Times change, things change, people change. Even if someone has applied to your company years ago it is ok to consider them again from your recruiting agency. Keep in mind that the candidate may be better qualified today and it was through the efforts and promotion of your recruiting agency that you had the opportunity to interview this person again.

Poaching vs. Plucking

As defined by Webster’s dictionary:

  • Poaching: one that trespasses or steals
  • Plucking:  quickly or suddenly remove someone from a dangerous or unpleasant situation

I am treading on thin ice with this topic, but let’s just call it out. Many recruiters get the reputation or being poachers, which is unfair; however, most employers want to hire A-level talent who are not actively on the market. It’s a double-edged sword for your recruiting agency.

As recruiters, we have a duty to our clients and people as a whole to operate ethically in how we conduct our business, but calling someone who is a passive job seeker about an opportunity is not a crime or a low-level business practice.

 

The last time I checked, the term employee didn’t mean “indentured servant’, therefore people are free to choose where they work

Keep in mind that if you don’t engage a recruiting agency to pluck the candidates you want, then you will have to do it.

Don’t engage more than 2 recruiting agencies on a job at one time.

Most employers think if they engage every recruiting agency they will receive a higher number of qualified candidates and this just isn’t true. If you want to sell your home, you don’t engage with 7 real estate agents do you? To save you time and effort, slow down and partner with 1 or 2 recruiting agencies who invest enough in the relationship to represent your company and brand properly.

A recruiting agency who has an exclusive relationship with you will most likely offer a discounted fee and will be more motivated to help you.

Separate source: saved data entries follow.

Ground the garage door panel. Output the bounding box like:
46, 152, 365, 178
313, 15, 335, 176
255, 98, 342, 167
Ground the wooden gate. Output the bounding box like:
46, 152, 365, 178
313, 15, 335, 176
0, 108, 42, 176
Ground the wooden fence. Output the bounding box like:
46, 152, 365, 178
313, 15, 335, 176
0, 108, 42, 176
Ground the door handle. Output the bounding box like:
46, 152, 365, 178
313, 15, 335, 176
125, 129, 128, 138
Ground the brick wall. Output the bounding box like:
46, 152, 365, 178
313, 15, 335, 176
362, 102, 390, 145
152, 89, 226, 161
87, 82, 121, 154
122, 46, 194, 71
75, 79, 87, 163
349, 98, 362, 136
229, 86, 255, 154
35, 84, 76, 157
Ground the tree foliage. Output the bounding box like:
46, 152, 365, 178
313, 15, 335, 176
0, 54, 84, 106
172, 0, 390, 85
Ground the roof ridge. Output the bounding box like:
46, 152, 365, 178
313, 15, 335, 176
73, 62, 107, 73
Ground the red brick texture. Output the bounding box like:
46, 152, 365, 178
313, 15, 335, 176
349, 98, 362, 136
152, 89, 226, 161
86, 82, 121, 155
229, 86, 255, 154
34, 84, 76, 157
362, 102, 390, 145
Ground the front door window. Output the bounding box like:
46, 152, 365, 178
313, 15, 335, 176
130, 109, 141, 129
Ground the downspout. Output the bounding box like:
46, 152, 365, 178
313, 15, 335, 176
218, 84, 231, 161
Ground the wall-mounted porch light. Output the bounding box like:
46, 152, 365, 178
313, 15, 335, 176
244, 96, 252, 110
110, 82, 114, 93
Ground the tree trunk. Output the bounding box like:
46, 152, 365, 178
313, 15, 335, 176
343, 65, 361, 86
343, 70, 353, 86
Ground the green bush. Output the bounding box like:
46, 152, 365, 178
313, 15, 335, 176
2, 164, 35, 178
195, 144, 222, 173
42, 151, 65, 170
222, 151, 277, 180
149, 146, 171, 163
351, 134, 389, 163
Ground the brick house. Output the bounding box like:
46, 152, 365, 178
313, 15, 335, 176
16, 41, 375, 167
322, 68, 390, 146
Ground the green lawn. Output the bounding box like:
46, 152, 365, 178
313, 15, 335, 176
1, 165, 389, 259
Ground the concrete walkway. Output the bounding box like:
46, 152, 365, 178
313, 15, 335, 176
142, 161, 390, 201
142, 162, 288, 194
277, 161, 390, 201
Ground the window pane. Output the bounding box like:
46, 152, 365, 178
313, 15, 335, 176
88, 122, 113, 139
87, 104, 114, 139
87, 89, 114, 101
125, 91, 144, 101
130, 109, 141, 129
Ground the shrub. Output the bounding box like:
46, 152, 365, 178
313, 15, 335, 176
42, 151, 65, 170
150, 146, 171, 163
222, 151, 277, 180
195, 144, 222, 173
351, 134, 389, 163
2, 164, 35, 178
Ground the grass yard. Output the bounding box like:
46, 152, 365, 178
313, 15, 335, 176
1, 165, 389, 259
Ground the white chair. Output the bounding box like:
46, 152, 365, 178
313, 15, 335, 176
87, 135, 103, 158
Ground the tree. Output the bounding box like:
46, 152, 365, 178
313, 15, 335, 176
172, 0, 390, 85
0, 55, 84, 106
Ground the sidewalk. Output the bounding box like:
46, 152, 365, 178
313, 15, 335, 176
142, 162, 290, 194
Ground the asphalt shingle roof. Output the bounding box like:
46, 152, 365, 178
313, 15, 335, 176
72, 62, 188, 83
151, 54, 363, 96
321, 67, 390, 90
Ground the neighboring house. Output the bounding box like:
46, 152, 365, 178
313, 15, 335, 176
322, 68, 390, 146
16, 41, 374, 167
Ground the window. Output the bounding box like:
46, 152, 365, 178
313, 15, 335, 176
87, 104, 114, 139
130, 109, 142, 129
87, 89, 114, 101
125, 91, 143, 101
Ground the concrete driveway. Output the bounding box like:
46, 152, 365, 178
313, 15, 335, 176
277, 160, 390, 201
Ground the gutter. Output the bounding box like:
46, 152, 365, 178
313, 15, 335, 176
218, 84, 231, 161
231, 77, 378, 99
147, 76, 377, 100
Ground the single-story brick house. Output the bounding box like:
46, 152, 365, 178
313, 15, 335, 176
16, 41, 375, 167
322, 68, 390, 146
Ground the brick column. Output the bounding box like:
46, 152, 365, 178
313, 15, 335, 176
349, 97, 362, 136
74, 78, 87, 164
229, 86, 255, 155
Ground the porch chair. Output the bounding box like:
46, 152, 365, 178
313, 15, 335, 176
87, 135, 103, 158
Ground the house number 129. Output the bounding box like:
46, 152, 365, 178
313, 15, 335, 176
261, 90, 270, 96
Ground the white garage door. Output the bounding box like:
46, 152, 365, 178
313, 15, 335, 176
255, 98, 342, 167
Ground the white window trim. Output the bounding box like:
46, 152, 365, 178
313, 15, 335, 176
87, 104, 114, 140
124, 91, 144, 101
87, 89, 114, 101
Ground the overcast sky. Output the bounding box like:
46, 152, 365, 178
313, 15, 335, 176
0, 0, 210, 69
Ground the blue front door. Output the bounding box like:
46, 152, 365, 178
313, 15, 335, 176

Stop telling your recruiting agency they are expensive

As a recruiter price is the number one thing I hear about our service. Most companies get sticker shock when they finally have to pay the fee for hiring someone from a recruiting agency, but have you ever stopped to evaluate everything that went into getting you the right candidate?

  1. Multiple licenses to lead generation services
  2. Time screening and vetting candidates to narrow it down to the 2-5 that showed up on your desk
  3. The months of time spent prior to the engagement with candidates who trust the relationship with the recruiting agency so they are ready to interview once your job opens.

The reality is that most high level jobs take 30-90 days to fill. If you paid the recruiting agency a weekly or month stipend at the beginning of the engagement you would find the sticker shock to be easier to swallow.

Everyone wants what they want, when they want it, at a price they want, delivered with the highest amount of convenience. When your recruiting agency provides candidates to you within hours of engaging with you it means a prior investment was made so they could deliver so quickly.

Lastly….

I didn’t forget to address bullet 5 from the beginning of the article.

Many companies blame the recruiting agency for a bad hire which is why they request a guarantee period. I understand that life can be unpredictable, and a new employee who started 30 days ago may have to suddenly leave because of an ill family member.

However, as an employer, if you use a recruiting agency to hire an employee who leaves after 100 days it would be wise to evaluate why that person left. I highly doubt the recruiting agency and the job candidate conspired to fool you into hiring an unqualified candidate. High employee turnover is like cancer to an organization and should be inspected internally, not externally.